Speaking Monday at a presentation of the JINSA defense think-tank's Gaza Assessment Task Force findings, U.S. Army Lieutenant Colonel  (Ret.) Professor Geoffrey S. Corn criticized the UN Human Rights Council committee for not including any current or former military commanders and constructing legal arguments which were totally detached from reality.

In contrast, he noted, the Gaza Assessment Task Force - which found that Israel had taken extraordinary measures, even beyond the letter of the law, to minimize civilian casualties in Gaza - is "a report written by warfighting commanders."

"Ultimately this is the domain of commanders, not necessarily lawyers," Corn said of such reports. "Lawyers contribute by guiding comanders through complex legal questions, but ultimately what we're talking about here is... war, and war is the job of warfighters."

Professor Corn - former Chief of the Law of War Branch, and currently Professor of Law and Presidential Research Professor at the Texas College of Law - further noted that the UNHRC report totally ignored Hamas's cynical use of civilians as human shields as a political and diplomatic weapon.

Israel, he asserted, is dealing with the kind of "enemy who views your compliance with the law, or your commitment to comply with the law, as a tactical and strategic enabler for its own objectives."

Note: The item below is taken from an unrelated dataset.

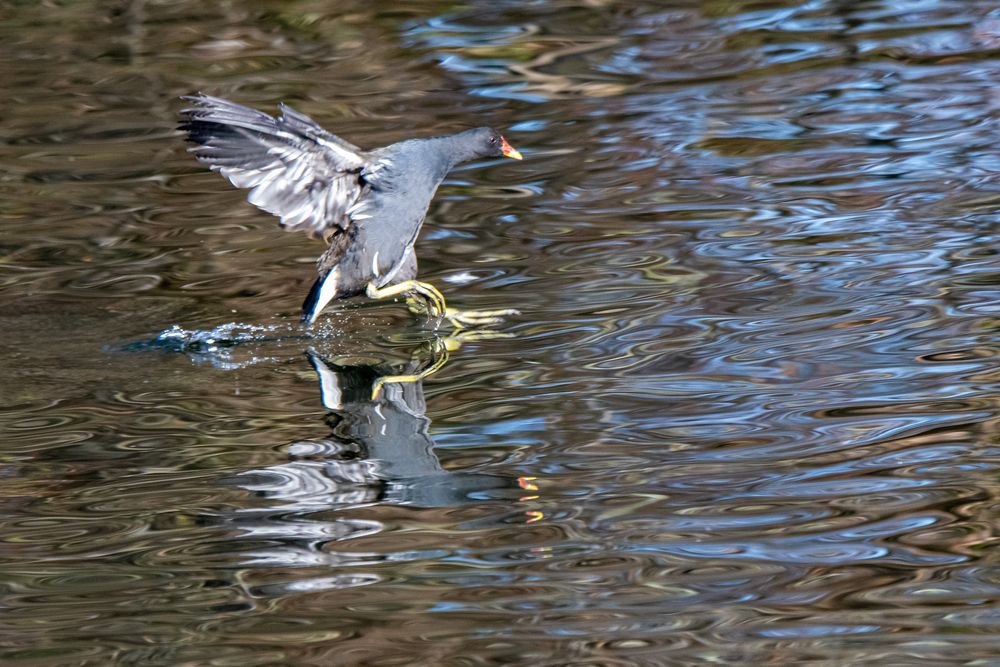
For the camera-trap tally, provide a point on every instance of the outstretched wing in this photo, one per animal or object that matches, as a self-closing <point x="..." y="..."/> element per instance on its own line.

He added that the entire process of accurately and objectively critiquing the IDF's legal conduct - as well as that of other militaries - is being "distorted" by a focus on the images of war beamed throughout the world via the media which, while inevitably harrowing, bear no legal significant whatsoever.

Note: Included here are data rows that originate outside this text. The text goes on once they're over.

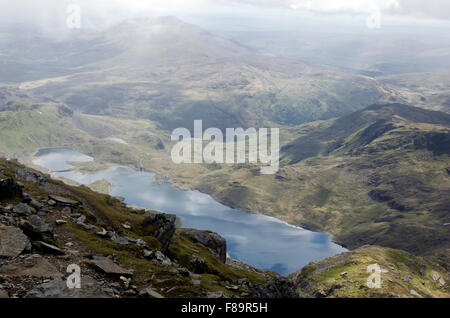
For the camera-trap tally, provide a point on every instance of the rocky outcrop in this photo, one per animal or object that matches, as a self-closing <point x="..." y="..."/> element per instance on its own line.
<point x="161" y="226"/>
<point x="107" y="266"/>
<point x="63" y="201"/>
<point x="279" y="287"/>
<point x="213" y="241"/>
<point x="30" y="176"/>
<point x="45" y="233"/>
<point x="12" y="241"/>
<point x="57" y="288"/>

"The domain of images related to conflict has in many ways distorted the proper understanding of the law," Corn said.

"There is a perception that the laws of armed conflict... somehow imposes on military comanders an obligation to prevent civilian casualties. In fact, what it imposes on commanders is an obligation to mitigate risk through feasible measures designed for that purpose," he explained.

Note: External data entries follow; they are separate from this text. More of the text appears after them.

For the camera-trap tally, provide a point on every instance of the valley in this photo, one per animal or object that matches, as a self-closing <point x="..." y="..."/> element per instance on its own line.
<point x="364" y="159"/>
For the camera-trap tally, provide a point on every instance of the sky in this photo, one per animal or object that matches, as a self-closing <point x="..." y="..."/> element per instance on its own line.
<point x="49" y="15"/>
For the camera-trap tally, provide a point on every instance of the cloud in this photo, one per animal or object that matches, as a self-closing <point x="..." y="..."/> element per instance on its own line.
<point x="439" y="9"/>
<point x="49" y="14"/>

In short, he summed up, "process matters."

"The process of making an effort to comply with the law is an indication of the good faith commitment to the law by the parties to the conflict."

Using such a standard to compare the conduct of Israel on the one hand, and Hamas and other Palestinian terrorist groups on the other, clearly revealed which side was truly in breach of international law and which side was in fact acting fully within the law, Corn said of the Gaza Assessment Task Force's findings.

"On that score the outcome seems relatively clear," he said. 

"There is evidence reflected in the report of two sides to the conflict, one side making significant efforts - sometimes beyond what is required by the law - to mitigate the risk to the civilian population, and the other side actually trying to increase the risk to the civilian population in order to gain a strategic advantage in the international  public domain, and a tactical advantage by making it more difficult for their enemy to employ their power  to bring about the objective they seek to achieve."

He further noted that the fact that Israel is the militarily stronger party has absolutely no legal significance. "War is not supposed to be a fair fight," but one in which both sides do everything in their power to defeat the other, he said.

And in terms of civilian casualties, "the real question is not causation, it's responsibility. "

"Who bears responsibility for unnecessary suffering...? On one side, where you have efforts to warn, to evacuate, to select timing of attack and weapons for use in attack that mitigate the risk to the civilian population, and you're trying to do this in an environment where the enemy deliberately locates its most vital assets at the most protected civilian sites, it reveals to you where responsibility should be allocated" for the resultant civilian casualties.

But suggesting that "because there were civilian casualties international law must have been broken" is a further "distortion" of the law, he added - one perpetrated by the authors of the UN report, which imposed unrealistic standards on military commanders.

"Military commanders must "do their best to feasibly mitigate risk - but they cant prevent it.," he said, calling on the UN and other international bodies to "focus on what the law really demands."